Gilson’s findings relate to the committee’s recommendations for the corporate governance of Israeli corporations organized as pyramids. The panel said its recommendations will help to strengthen the position of minority shareholders and encourage activism of institutional investors.
A pyramid was defined by the committee as a chain of companies or several chains, at the top of which there is a joint controlling shareholder. Each company in the chain controls the company directly below it, but doesn’t hold 100 percent of the equity.
On why the proposals are unnecessary:
“The committee’s recommendations are seriously misguided. The recommendations ignore the ability of courts, especially the new Israeli corporate court, to police self-interested transactions.”
On the detrimental effect of the proposals on entrepreneurship:
“These recommendations not only are unwise. They would materially deter entrepreneurs from creating Israeli companies.”
On how the proposals may encourage entrepreneurs to locate in other countries:
“No other advanced country imposes such costly and inapt restrictions on the governance of public companies. An entrepreneur with a choice -- most of them -- would locate in more hospitable jurisdictions.”
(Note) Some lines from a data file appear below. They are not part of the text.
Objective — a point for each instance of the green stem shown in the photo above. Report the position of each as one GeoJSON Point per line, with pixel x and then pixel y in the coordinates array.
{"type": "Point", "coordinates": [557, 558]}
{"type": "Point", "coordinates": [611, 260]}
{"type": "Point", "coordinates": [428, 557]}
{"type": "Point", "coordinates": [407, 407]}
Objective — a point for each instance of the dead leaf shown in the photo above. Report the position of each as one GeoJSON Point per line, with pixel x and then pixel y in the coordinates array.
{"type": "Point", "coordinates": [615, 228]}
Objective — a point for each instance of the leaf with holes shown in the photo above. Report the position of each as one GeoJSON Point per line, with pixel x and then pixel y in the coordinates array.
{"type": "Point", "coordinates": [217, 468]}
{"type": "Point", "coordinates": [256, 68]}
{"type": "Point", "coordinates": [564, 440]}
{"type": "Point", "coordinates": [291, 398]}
On why the proposed rules aren’t needed:
“The usual methods of controlling self-dealing -- approval by a majority of the minority and judicial review -- can effectively deter these duty-of-loyalty violations. The ability of the law to act is particularly strong in Israel, which recently created a special corporate court that can police loyalty violations.”
On the ability of the Israeli legal system to cope with self-dealing:
“The recommendations aren’t desirable because they operate to eliminate a way of organizing business that’s commonplace in the world. The better alternative is focusing on the potential for these groups doing bad things, and the Israeli legal system is perfectly capable of doing that.”
On the potential for harm to jobs and investment:
“The first response if the recommendations are adopted is for companies to change where they incorporate. That constrains one way in which the Israeli government can regulate companies. If the government then moves to regulate the actual behavior of companies, their response may be to move the activity, and that is harmful, in terms of jobs and investment.”
On the possibility that the proposals may be politically motivated:
“The puzzle I have with the recommendations is this disconnect between what they say the problem is -- interested transactions -- and the solution, which is to discriminate against the form of organization. That’s a big mistake and it’s a pretty obvious mistake. It leads me to speculate that this is really about something else: That it is an effort to discriminate against a business form, which because of political or other reasons, the business form is associated with something political that people don’t like, which would at least explain what they are doing but wouldn’t justify it.”